Jim Cunningham

Personal information
- Born: November 14, 1935 Buffalo, New York, US
- Died: December 17, 1991 (aged 56)
- Listed height: 6 ft 3 in (1.91 m)
- Listed weight: 190 lb (86 kg)

Career information
- High school: Canisius (Buffalo, New York)
- College: Fordham (1955–1958)
- NBA draft: 1958: 3rd round, 23rd overall pick
- Drafted by: Boston Celtics
- Position: Shooting guard

Career highlights
- Haggerty Award winner (1958); Fordham Hall of Fame (1976);
- Stats at Basketball Reference

= Jim Cunningham (basketball) =

American basketball player (1935–1991)

James W. Cunningham (November 14, 1935 – December 17, 1991) was an American standout basketball player at Fordham University in the 1950s.

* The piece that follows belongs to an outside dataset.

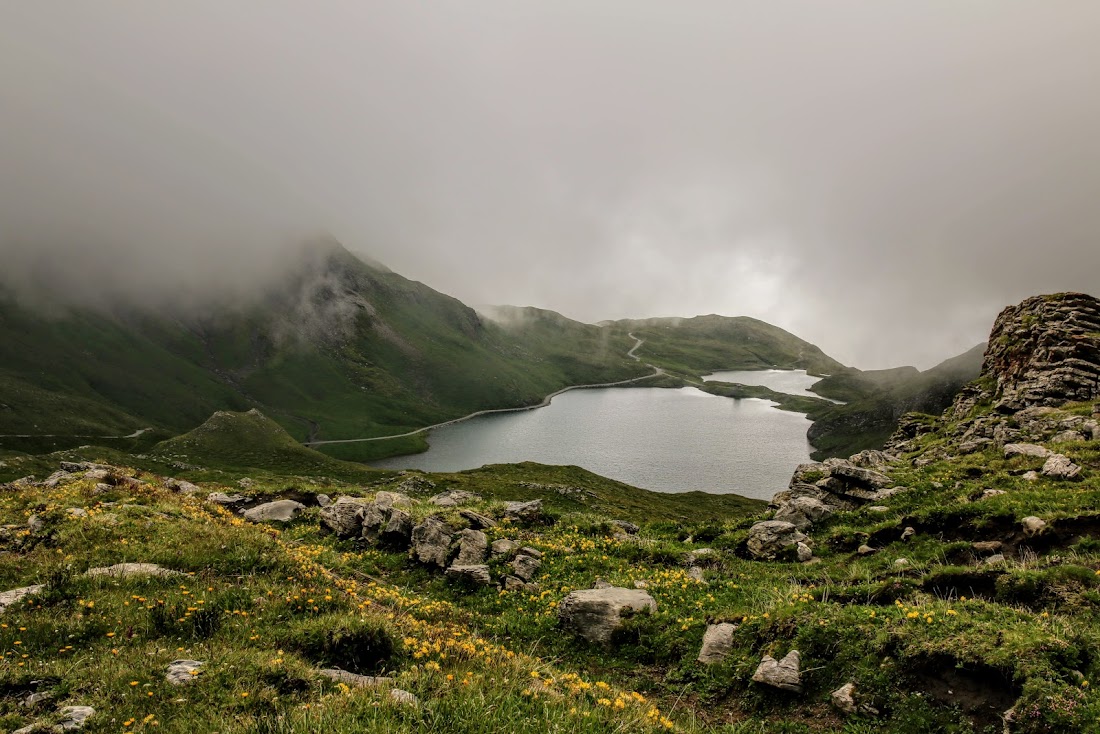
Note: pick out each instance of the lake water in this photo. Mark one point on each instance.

A native of Buffalo, New York, Cunningham enrolled at Fordham where he played for head coach Johnny Bach between 1955 and 1958 because college freshmen were ineligible to play varsity sports during this era. Standing and weighing 190 lb (86 kg), Cunningham played the shooting guard position. In just three varsity seasons he scored a then-school record 1,744 points. In his senior season of 1957–58, Cunningham led the Rams to a berth in the National Invitation Tournament, where they advanced to the quarterfinals before losing to Dayton. Upon the conclusion of the season he was named an All-American as well as the recipient of the Haggerty Award. The Haggerty Award is presented to the best male collegiate basketball player in the greater New York city area every year since 1935–36, and Cunningham was only Fordham's second-ever recipient. For his career at Fordham, he averaged 22.9 points and 6.7 rebounds per game in 76 games played.

The NBA's Boston Celtics selected Cunningham in the 1958 NBA draft. He was taken in the third round (23rd overall) but ultimately never played in the league.